Tripwires¶
Tripwires are hard limits that trigger immediate interventions when exceeded.
What are Tripwires?¶
Tripwires provide fail-safe boundaries that immediately block actions exceeding defined thresholds, regardless of reasoning quality.
from acgp import GovernanceSteward, PostgresStateStorage
blueprint = {
"id": "tripwires/example@1.0",
"version": "1.0.0",
"description": "Illustrative tripwire-only policy",
"tripwires": [
{
"id": "max_refund",
"when": {"hook": "tool_call", "tool": "issue_refund"},
"condition": "args.amount > 500",
"eval_tier": 0,
"on_fail": {
"decision": "block",
"reason": "Refund amount exceeds 500",
},
}
],
}
steward = GovernanceSteward.production(
blueprint_dict=blueprint,
state_storage=PostgresStateStorage(connection_string="postgresql://runtime/acgp"),
)
Common Tripwire Types¶
Financial Limits¶
- Maximum transaction amounts
- Daily spending limits
- Cumulative budget caps
Rate Limits¶
- Actions per minute/hour/day
- API call limits
- Resource usage caps
Security Boundaries¶
- Data access limits
- Privilege escalation prevention
- External communication restrictions
Quality Thresholds¶
- Minimum confidence scores
- Maximum error rates
- Required approval levels
Tripwire Behavior¶
When a tripwire is triggered: 1. Action is immediately BLOCKED 2. Event is logged with details 3. Optional notifications sent 4. Trust Debt may increase or trigger downstream review thresholds
# This will trigger the max_refund tripwire
trace = CognitiveTrace(
reasoning="Customer dissatisfied, issuing full refund",
action="issue_refund",
parameters={"amount": 1000} # Exceeds max_refund of 500
)
result = steward.evaluate(trace)
# result.intervention == "block"
# result.message == "Tripwire triggered: amount exceeds max_refund of 500"

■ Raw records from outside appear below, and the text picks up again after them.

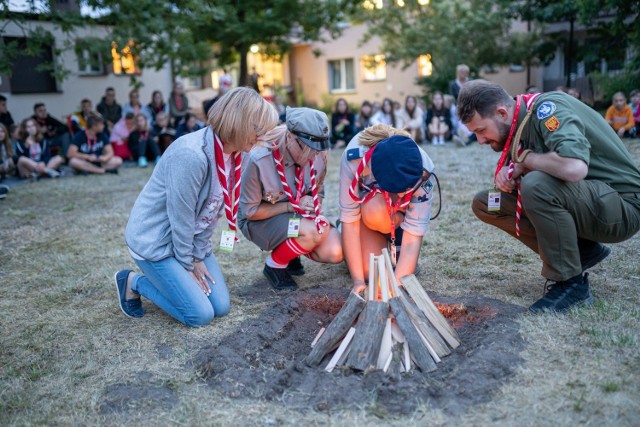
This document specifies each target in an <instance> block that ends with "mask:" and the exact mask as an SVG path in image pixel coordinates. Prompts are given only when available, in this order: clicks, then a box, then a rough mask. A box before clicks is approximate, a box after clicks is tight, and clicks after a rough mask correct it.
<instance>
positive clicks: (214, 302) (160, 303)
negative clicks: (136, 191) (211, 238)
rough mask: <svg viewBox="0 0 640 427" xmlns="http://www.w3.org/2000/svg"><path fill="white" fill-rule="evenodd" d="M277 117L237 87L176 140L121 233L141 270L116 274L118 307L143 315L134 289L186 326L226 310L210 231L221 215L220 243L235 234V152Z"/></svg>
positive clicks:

Defining Custom Tripwires¶
from acgp import GovernanceSteward, PostgresStateStorage
custom_blueprint = {
"id": "tripwires/custom@1.0",
"version": "1.0.0",
"description": "Custom tripwire examples",
"tripwires": [
{
"id": "max_transaction",
"when": {"hook": "tool_call", "tool": "transfer"},
"condition": "args.amount > 1000",
"eval_tier": 0,
"on_fail": {"decision": "block", "reason": "Transaction limit exceeded"},
},
{
"id": "max_actions_per_minute",
"when": {"hook": "tool_call"},
"condition": "exceeds_rate(agent_id, 10, '1m')",
"eval_tier": 1,
"requires_state": true,
"on_fail": {"decision": "block", "reason": "Rate limit exceeded"},
},
],
}
steward = GovernanceSteward.production(
blueprint_dict=custom_blueprint,
state_storage=PostgresStateStorage(connection_string="postgresql://runtime/acgp"),
)
Tripwire Severity Categories¶
Tripwires are classified into three severity levels:
| Category | Examples | Default Action | Governance Tier Override |
|---|---|---|---|
| Standard | Budget exceeded, rate limit hit | Block | Escalate if Governance Tier ≤ GT-2 |
| Critical | Secrets in output, production write | Block + Alert | Halt if Governance Tier ≥ GT-3 |
| Severe | Data exfiltration, collusion detected | Halt | Always Halt |
Tripwire Precedence:
- Tripwires ALWAYS take precedence over CTQ scores
- Multiple tripwires: Use highest severity
- Tripwires cannot be overridden by high CTQ
Tripwires vs. CTQ Checks — When to Use Which¶
| Dimension | Tripwires (ACGP-4) | CTQ Checks / Scorers (ACGP-3 §5) |
|---|---|---|
| Schema | condition DSL string + on_fail |
metric.check.type + metric.check.args |
| Purpose | Hard safety boundaries | Continuous quality assessment |
| Output | Boolean pass/fail → intervention | Float 0.0–1.0 risk score → threshold mapping |
| Speed | Eval Tier 0–1 (< 300 ms) | Eval Tier 0–2 (up to seconds for cognitive-evaluator) |
| Override | Never — tripwire result is final | Contextual — scores feed weighted aggregation |
| Statefulness | Optional (requires_state) |
Stateless (scorer receives trace only) |
| Typical use | "Block if amount > 10 000" | "How well-grounded is this response?" |
Rule of thumb
Use a tripwire when the answer is binary ("this must never happen"). Use a CTQ check when you need a graded quality signal that feeds into a composite risk score.
Best Practices¶
Set Conservative Limits
Start with strict tripwires and relax them based on experience.
Don't Rely Solely on Tripwires
Tripwires are a safety net, not a replacement for quality evaluation.
Monitor Tripwire Hits
Frequent tripwire triggers indicate agent needs retraining or policy adjustment.